[ovs-dev] [PATCH v8 5/6] dpif-netdev: Time based output batching.
Ilya Maximets
i.maximets at samsung.com
Wed Dec 20 13:43:55 UTC 2017
On 20.12.2017 14:03, Ilya Maximets wrote:
>>>> +
>>>> + if (need_to_flush) {
>>>> + /* We didn't receive anything in the process loop.
>>>> + * Check if we need to send something.
>>>> + * There was no time updates on current iteration. */
>>>> + pmd_thread_ctx_time_update(pmd);
>>>> + process_packets = dp_netdev_pmd_flush_output_packets(pmd,
>>> false);
>>>> + cycles_count_intermediate(pmd, NULL,
>>>> + process_packets ?
>>> PMD_CYCLES_PROCESSING
>>>> + :
>>>> + PMD_CYCLES_IDLE);
>>>
>>> I noticed the processing cycles for an rxq are not counted here. It means
>>> those processing cycles to tx pkts will no longer be reflected in the rxq
>>> to pmd assignment (or any rxq stats). I realize the tx processing cycles
>>> are now shared so we will have some inaccuracy anyway but for an
>>> individual rxq that has to send to vhost, it could be a significant % of
>>> it's measured cycles.
>>>
>>> OTOH, this code seems like it would only hit when there are low rates (no
>>> packets on any queue during the last poll)? so I'm not sure how
>>> significant it would be in the overall rxq-pmd assignment. e.g. if the rxq
>>> is measured as using 2% or 7% of a pmd it's probably fine for rxq-pmd
>>> assignment, whereas 20% or 70% could create a very imbalanced
>>> distribution.
>>>
>>> If it was significant for rxq-pmd assignment, I'm thinking the best way
>>> would be to add in the cycles required to tx flush each port to each rxq
>>> that has packets in the flush. It's over counting rather than under
>>> counting but we can't assume any shared batching after a new assignment.
>>>
>>> Let me know what you think? Do you think it would only impact the rxq
>>> measurements during low traffic rates?
>>>
>>> Kevin.
>
> Hmm.
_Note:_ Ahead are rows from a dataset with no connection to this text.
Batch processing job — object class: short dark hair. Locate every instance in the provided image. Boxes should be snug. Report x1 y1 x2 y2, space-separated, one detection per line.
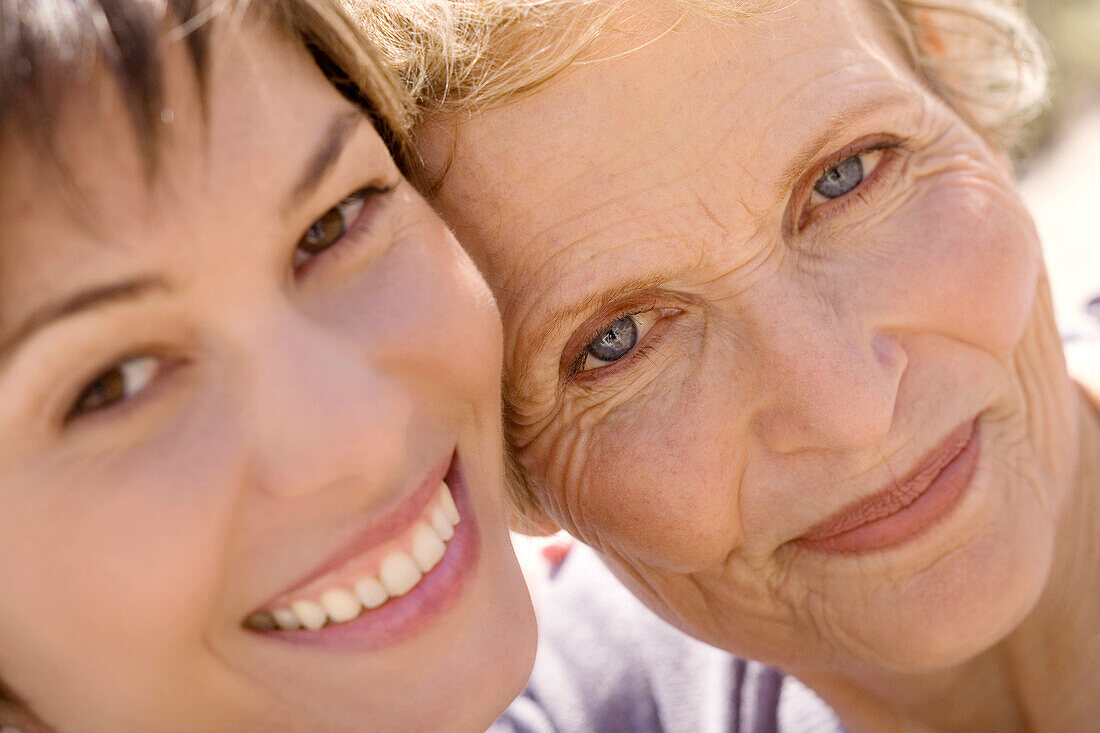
0 0 411 175
0 0 417 724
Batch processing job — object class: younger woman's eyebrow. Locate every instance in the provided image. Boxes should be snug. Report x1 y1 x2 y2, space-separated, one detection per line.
282 111 365 214
0 276 168 365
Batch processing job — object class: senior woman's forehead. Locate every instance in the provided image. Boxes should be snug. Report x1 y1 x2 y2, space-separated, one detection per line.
420 1 921 326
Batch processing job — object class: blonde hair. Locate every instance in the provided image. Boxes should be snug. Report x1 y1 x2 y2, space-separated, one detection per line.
352 0 1048 149
343 0 1048 521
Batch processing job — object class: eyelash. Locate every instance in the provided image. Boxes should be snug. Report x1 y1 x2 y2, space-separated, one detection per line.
62 348 186 427
564 304 680 383
62 184 397 426
788 135 905 228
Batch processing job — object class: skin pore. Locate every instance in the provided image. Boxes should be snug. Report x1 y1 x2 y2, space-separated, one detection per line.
0 12 535 731
418 0 1100 731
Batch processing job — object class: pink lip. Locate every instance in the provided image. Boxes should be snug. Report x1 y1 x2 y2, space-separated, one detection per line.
252 456 480 652
257 455 458 610
795 419 981 554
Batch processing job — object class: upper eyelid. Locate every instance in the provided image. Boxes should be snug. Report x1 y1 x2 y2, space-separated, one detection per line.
559 295 657 376
783 134 908 236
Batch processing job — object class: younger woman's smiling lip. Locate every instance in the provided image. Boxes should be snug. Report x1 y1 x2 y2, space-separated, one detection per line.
244 453 480 652
794 418 981 554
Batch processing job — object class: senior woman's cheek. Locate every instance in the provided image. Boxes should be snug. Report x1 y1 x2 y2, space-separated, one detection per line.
878 155 1041 347
520 359 744 572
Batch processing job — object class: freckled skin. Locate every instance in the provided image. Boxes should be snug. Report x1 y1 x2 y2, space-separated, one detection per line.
420 2 1091 721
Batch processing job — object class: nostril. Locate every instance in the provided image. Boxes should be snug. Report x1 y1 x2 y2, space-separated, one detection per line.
1085 295 1100 320
871 333 905 373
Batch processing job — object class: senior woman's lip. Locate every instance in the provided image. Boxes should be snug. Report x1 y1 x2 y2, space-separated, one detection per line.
795 419 981 553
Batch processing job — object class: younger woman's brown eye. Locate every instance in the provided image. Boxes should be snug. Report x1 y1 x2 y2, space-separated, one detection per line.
68 357 161 418
294 186 394 267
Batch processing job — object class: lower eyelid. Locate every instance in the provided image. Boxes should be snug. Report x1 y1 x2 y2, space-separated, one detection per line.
794 143 902 232
568 308 681 382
I made some tests on my PVP with bonded PHY installation with
> tx-flush-interval=50, packet_size=512B and n_flows=1M.
> (full environment description available here:
> https://mail.openvswitch.org/pipermail/ovs-dev/2017-December/341700.html )
> Results:
>
> Packet rate
> % of 10G line rate % of packets flushed with rxq = NULL
> ------------------ ------------------------------------
> 10% 27.44%
> 25% 24.03%
> 50% 23.34%
> 60% 18.63%
> 65% 18.40%
> 70% 3.57%
> 75% 1.21%
> 95% 0.04%
>
> Almost all of these flushes happened on core which polls HW NICs only.
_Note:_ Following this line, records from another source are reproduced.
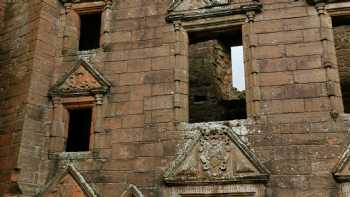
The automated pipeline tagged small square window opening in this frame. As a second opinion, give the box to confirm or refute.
[79,12,101,51]
[66,108,92,152]
[189,28,247,123]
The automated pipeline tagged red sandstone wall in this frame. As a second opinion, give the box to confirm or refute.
[0,1,39,193]
[0,0,347,197]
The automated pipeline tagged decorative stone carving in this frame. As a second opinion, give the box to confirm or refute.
[60,66,101,91]
[167,0,261,22]
[37,165,98,197]
[49,60,110,96]
[164,125,269,184]
[204,0,229,6]
[120,184,143,197]
[199,131,230,177]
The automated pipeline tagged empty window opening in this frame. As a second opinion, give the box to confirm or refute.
[66,108,92,152]
[332,16,350,113]
[189,28,247,123]
[79,12,101,51]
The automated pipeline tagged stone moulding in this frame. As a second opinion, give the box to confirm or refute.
[306,0,350,5]
[37,164,98,197]
[59,0,105,4]
[166,0,262,22]
[163,125,270,185]
[332,145,350,182]
[49,59,111,97]
[120,184,143,197]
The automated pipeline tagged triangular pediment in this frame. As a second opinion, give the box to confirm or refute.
[120,184,143,197]
[164,125,269,184]
[167,0,261,21]
[38,165,98,197]
[50,60,110,96]
[333,146,350,182]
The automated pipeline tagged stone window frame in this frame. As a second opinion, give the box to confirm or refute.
[61,0,113,54]
[49,94,103,154]
[49,59,111,155]
[166,0,262,123]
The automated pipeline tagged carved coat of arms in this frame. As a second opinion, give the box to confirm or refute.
[199,129,230,177]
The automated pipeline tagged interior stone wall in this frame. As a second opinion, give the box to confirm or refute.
[189,40,246,122]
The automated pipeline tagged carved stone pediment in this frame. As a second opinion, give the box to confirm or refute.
[167,0,261,22]
[332,146,350,182]
[49,60,110,96]
[164,126,269,184]
[120,184,143,197]
[59,0,104,3]
[37,165,98,197]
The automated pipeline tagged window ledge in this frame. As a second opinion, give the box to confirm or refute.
[49,151,95,160]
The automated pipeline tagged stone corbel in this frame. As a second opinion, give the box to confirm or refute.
[101,0,113,51]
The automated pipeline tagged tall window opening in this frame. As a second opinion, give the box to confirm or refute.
[189,28,247,123]
[66,108,92,152]
[332,16,350,113]
[79,12,101,51]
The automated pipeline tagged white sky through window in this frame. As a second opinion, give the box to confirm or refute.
[231,46,245,91]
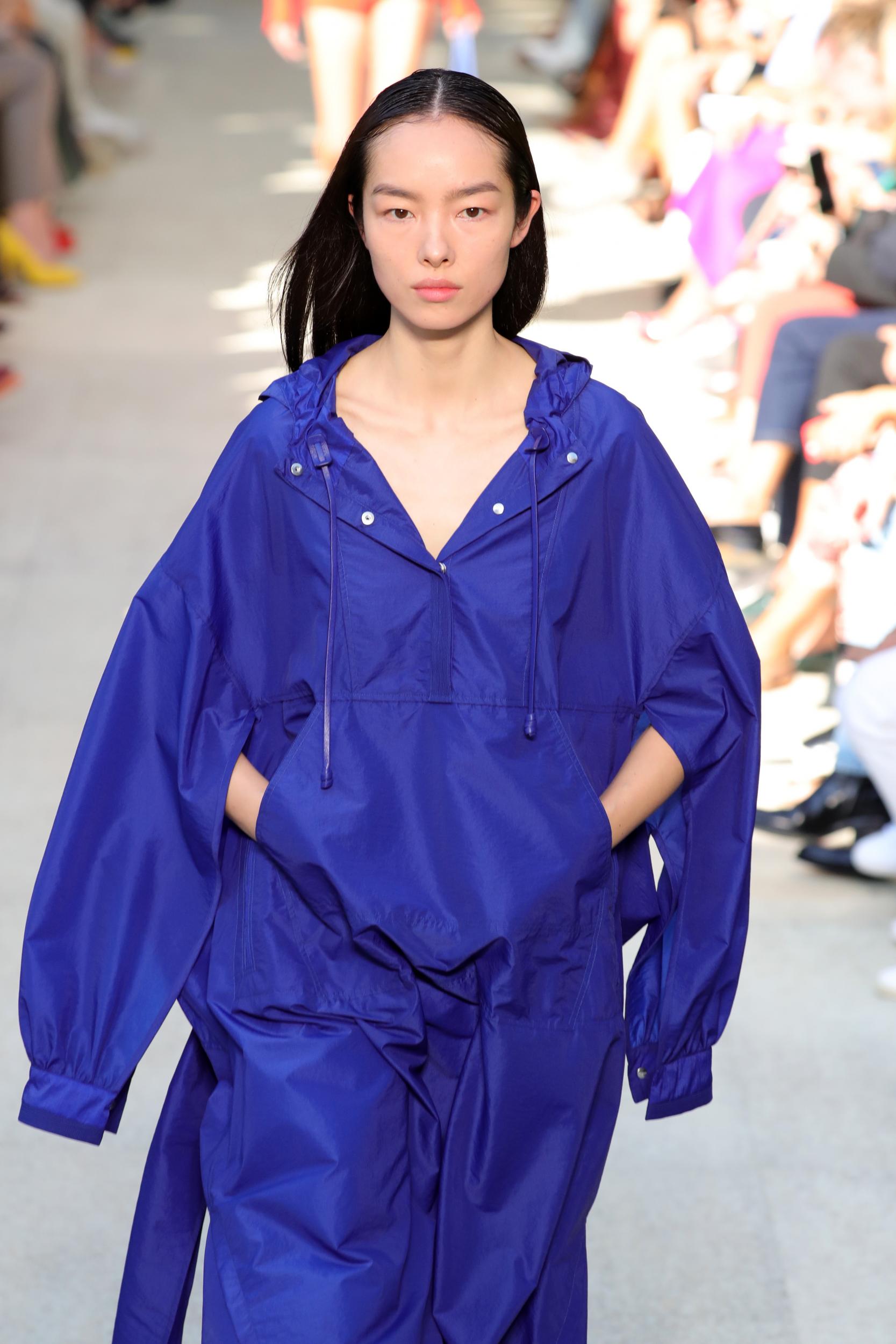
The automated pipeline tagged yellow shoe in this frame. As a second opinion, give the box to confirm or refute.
[0,219,81,285]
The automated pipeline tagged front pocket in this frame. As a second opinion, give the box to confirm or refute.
[255,700,321,844]
[245,699,617,1027]
[549,709,615,862]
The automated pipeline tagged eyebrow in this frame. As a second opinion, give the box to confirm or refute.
[371,182,501,201]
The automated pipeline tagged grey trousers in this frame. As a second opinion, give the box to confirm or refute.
[0,28,63,210]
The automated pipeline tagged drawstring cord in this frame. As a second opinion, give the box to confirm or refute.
[522,427,548,738]
[309,417,548,789]
[309,438,336,789]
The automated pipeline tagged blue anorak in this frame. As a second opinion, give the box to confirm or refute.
[19,333,761,1344]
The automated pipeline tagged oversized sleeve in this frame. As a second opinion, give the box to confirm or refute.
[19,556,254,1144]
[625,406,762,1120]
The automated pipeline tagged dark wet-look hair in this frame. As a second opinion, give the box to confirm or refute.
[269,66,548,371]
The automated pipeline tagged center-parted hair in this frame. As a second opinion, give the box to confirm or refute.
[269,66,548,370]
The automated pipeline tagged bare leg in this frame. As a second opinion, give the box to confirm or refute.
[605,19,692,171]
[367,0,434,105]
[694,441,793,527]
[304,4,368,174]
[750,556,837,690]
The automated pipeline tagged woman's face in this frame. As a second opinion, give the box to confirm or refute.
[349,116,541,331]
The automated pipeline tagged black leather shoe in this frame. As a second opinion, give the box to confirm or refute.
[756,770,890,836]
[797,844,893,887]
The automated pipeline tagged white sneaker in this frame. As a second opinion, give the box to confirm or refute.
[849,821,896,882]
[875,967,896,999]
[78,102,146,149]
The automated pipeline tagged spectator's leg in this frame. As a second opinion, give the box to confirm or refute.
[751,332,885,684]
[302,0,368,174]
[840,648,896,881]
[699,308,896,527]
[0,38,62,261]
[520,0,613,78]
[367,0,433,104]
[605,19,693,172]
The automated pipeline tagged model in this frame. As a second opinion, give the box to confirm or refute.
[20,69,761,1344]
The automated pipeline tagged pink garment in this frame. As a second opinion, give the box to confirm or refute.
[666,125,785,285]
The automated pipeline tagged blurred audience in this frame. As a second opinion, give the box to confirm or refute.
[519,0,896,978]
[0,0,154,395]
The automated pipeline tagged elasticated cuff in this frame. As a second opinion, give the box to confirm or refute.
[19,1064,121,1144]
[645,1046,712,1120]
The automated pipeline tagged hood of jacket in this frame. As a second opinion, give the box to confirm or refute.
[259,332,592,789]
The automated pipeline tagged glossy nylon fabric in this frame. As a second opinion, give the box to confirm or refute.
[20,335,761,1344]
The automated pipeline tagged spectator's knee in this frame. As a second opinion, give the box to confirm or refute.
[838,648,896,754]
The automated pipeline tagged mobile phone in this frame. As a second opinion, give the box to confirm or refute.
[809,149,834,215]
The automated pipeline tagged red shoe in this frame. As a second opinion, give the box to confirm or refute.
[52,219,76,252]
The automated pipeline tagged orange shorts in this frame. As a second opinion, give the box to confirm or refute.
[304,0,433,13]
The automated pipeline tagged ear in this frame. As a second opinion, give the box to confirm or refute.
[511,187,541,247]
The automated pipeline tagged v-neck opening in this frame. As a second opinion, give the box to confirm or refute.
[326,336,544,569]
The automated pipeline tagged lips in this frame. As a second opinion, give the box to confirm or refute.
[414,285,461,304]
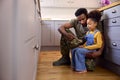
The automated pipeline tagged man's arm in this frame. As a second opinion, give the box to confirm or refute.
[58,23,75,40]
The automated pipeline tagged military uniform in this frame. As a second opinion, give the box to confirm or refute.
[53,19,101,70]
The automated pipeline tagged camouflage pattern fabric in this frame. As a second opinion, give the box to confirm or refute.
[60,30,95,71]
[85,58,96,71]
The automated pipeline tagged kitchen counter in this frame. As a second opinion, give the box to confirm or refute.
[98,1,120,11]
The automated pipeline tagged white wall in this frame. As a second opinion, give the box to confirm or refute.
[41,0,119,19]
[41,8,93,19]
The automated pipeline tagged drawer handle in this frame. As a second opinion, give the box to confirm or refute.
[112,42,117,46]
[112,20,117,23]
[112,10,117,13]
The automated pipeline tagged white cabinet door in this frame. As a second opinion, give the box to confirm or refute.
[85,0,100,8]
[54,20,68,46]
[54,0,70,7]
[41,20,54,46]
[69,0,86,8]
[40,0,54,7]
[15,0,37,80]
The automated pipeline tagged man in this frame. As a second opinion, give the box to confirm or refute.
[53,8,101,69]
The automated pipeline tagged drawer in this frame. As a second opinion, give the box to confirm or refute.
[106,39,120,49]
[104,26,120,40]
[105,48,120,65]
[104,17,120,27]
[103,5,120,19]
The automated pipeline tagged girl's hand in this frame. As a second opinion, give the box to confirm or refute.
[79,45,84,48]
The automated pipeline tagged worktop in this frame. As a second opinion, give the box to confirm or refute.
[98,1,120,11]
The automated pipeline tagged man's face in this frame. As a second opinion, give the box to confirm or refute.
[77,14,87,25]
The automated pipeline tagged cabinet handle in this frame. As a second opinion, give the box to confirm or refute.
[112,10,117,13]
[112,42,117,46]
[112,20,117,23]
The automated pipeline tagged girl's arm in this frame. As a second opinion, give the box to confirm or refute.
[84,32,103,50]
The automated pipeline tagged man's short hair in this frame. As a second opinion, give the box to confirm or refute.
[75,8,88,17]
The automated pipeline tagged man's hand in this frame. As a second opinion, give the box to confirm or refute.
[79,45,84,48]
[66,33,75,41]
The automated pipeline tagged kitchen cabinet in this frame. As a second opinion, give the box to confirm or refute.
[0,0,40,80]
[103,5,120,74]
[41,0,99,8]
[41,20,54,46]
[40,0,54,7]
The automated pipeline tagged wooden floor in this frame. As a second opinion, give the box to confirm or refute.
[36,51,120,80]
> Somewhere between 65% and 70% of 10G line rate HW NICs (10G ixgbe) starts
> to receive at least one packet on each polling cycle.
>
> Do you think above numbers are big enough?
>
> About possible fix:
> It's hard to find out from which rx queue packet was received at the
> send time. We're not even pass this information to processing functions.
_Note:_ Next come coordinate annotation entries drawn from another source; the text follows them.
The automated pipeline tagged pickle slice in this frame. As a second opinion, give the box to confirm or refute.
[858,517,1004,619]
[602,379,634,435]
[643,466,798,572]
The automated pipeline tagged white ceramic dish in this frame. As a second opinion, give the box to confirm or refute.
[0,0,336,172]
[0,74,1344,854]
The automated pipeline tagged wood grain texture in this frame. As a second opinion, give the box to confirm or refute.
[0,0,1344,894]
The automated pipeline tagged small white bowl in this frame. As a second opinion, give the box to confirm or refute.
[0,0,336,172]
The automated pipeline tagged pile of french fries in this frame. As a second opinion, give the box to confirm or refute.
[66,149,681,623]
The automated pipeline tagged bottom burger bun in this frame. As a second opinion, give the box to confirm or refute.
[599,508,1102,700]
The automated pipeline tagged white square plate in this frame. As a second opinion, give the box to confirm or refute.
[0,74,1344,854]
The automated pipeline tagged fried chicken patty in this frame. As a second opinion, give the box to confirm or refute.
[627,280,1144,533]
> One way is to add last_rxq to pmd context on receive and add this rxq to
> some list near output_pkts inside OVS_ACTION_ATTR_OUTPUT.
> After that we'll have to move 'cycles_count_intermediate' inside
> 'dp_netdev_process_rxq_port' and 'dp_netdev_pmd_flush_output_on_port' where
> we'll count cycles for receiving+processing and sending respectively.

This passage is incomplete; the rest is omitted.